Alternative transplacental mechanisms have been postulated at the syncytial barrier. Neonatal Fc receptor (FcRn) is expressed on the apical surface of the SCT and functions to selectively transport maternal IgG (56). FcRn could be exploited by certain viruses to enter the placenta including ZIKV, HIV-1, and HCMV (19, 57, 58). Transferrin receptor 1 (TfR1) is expressed on the apical end of the SCT, and functions as the primary iron transporter into the basal side of the SCT to provide sufficient iron stores into fetal circulation (59). TfR1 has been associated with viral entry into a broad host cell range, including Hepatitis C virus (60, 61) suggesting a possible mechanism of viral transport across the SCT barrier. Some pathogens, although unable to cross the SCT barrier, can still adhere to the syncytium and cause further pathology. For instance, Plasmodium falciparum infected red blood cells can bind with high affinity to chondroitin sulfate A expressed on the SCT, resulting in local inflammation, syncytial breaks, and damage (6264).

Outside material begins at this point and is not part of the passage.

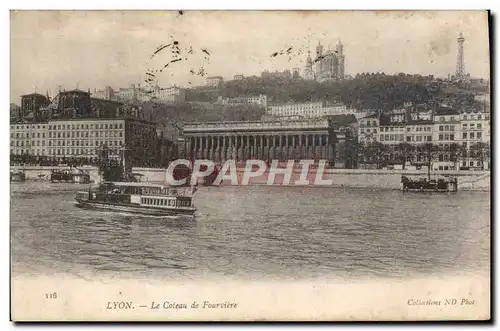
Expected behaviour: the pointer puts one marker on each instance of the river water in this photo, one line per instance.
(254, 232)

Although the SCT is an effective barrier to most pathogens, local inflammation, tissue damage, and FcRN or TfR1-mediated viral entry at the SCT can potentially allow pathogen to breach the syncytial barrier, giving opportunity for transmission from maternal blood into placental villi (Figure 2).

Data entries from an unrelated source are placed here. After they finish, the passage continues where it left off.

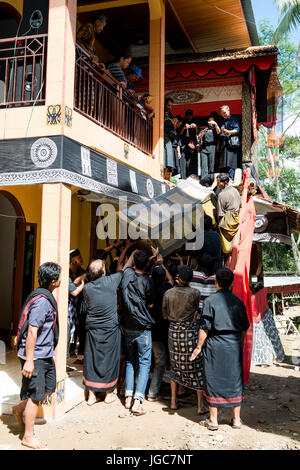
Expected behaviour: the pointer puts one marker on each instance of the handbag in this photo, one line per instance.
(233, 142)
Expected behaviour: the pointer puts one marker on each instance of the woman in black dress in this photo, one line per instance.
(223, 326)
(228, 159)
(180, 307)
(103, 337)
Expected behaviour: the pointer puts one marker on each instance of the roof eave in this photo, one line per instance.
(250, 21)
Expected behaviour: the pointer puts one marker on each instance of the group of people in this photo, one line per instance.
(120, 70)
(175, 315)
(192, 150)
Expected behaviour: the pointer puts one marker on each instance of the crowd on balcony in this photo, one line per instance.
(121, 70)
(192, 150)
(132, 311)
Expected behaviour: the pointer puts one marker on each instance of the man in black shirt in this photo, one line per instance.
(137, 299)
(160, 330)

Maternal Decidua and EVT Interface

During the first trimester of pregnancy, fetal EVT invades deeply into the uterus. The decidua basalis, the region located at the implantation site, is populated at this time by a distinctive subset of innate lymphocytes, decidual Natural Killer cells (dNK), which constitute up to 70% of leukocytes. We have identified three major populations of dNK by single-cell RNA-sequencing with unique phenotypes and functions in early pregnancy (10). In addition, there are populations of decidual macrophages (dMs) (~20%), conventional dendritic cells (DCs) and small proportions of T cells (~10–15%), whereas B cells, plasma cells, mast cells, and granulocytes are virtually absent (10) (Figure 1). The proportion of immune cells will vary throughout pregnancy, with an increase in the proportion of T cells at term (51).

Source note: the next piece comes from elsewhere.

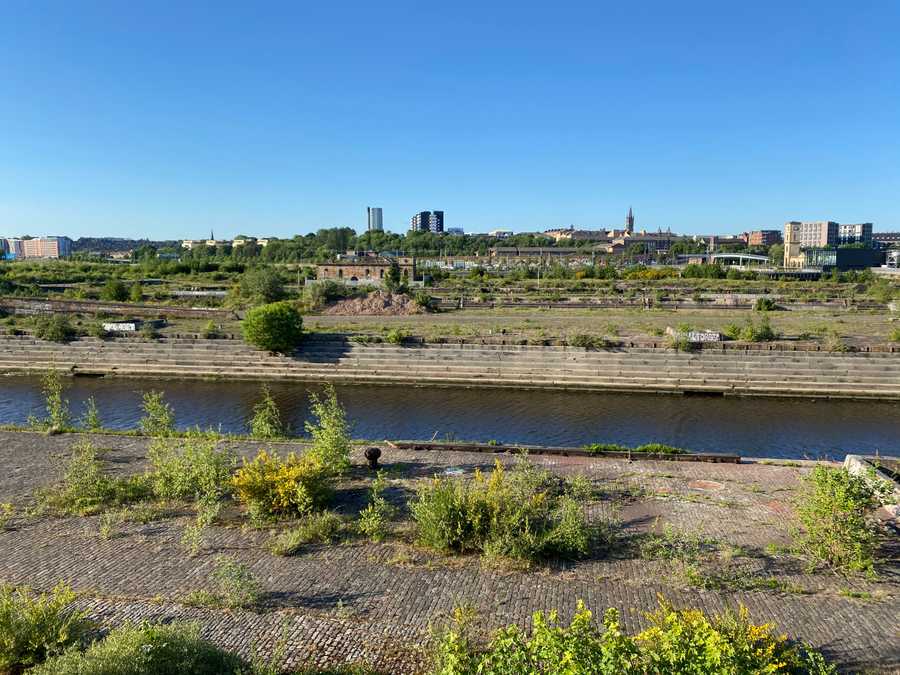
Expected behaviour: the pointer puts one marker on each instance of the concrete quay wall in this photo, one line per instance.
(751, 372)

Systemic infections will reach all organs including the decidua. Whether pathogens can also access the decidua via the cervix is still unclear. Chlamydia trachomatis, a common sexually-transmitted intracellular bacteria, was detected in glandular epithelial cells and unidentified decidual cells in decidual biopsies (11). This suggests the possibility of infections ascending and spreading from cell-to-cell from the lower genital tract into endometrial glands and vascular endothelium. The decidua basalis is in close contact with fetal cells and the maternal vasculature (Figure 1). First trimester dMs and decidual stromal cells are susceptible to ZIKV infection and replication ex vivo (23). Hence, infection could possibly spread from infected maternal immune and non-immune cells at the decidua, into uninfected VCT in the columns of the anchoring villi, and finally into the fetal compartment. However, this is likely to be limited to certain microorganisms which are capable of cell-to-cell spread, have an intracellular host niche, and are able to escape host innate defense mechanisms (Table 1).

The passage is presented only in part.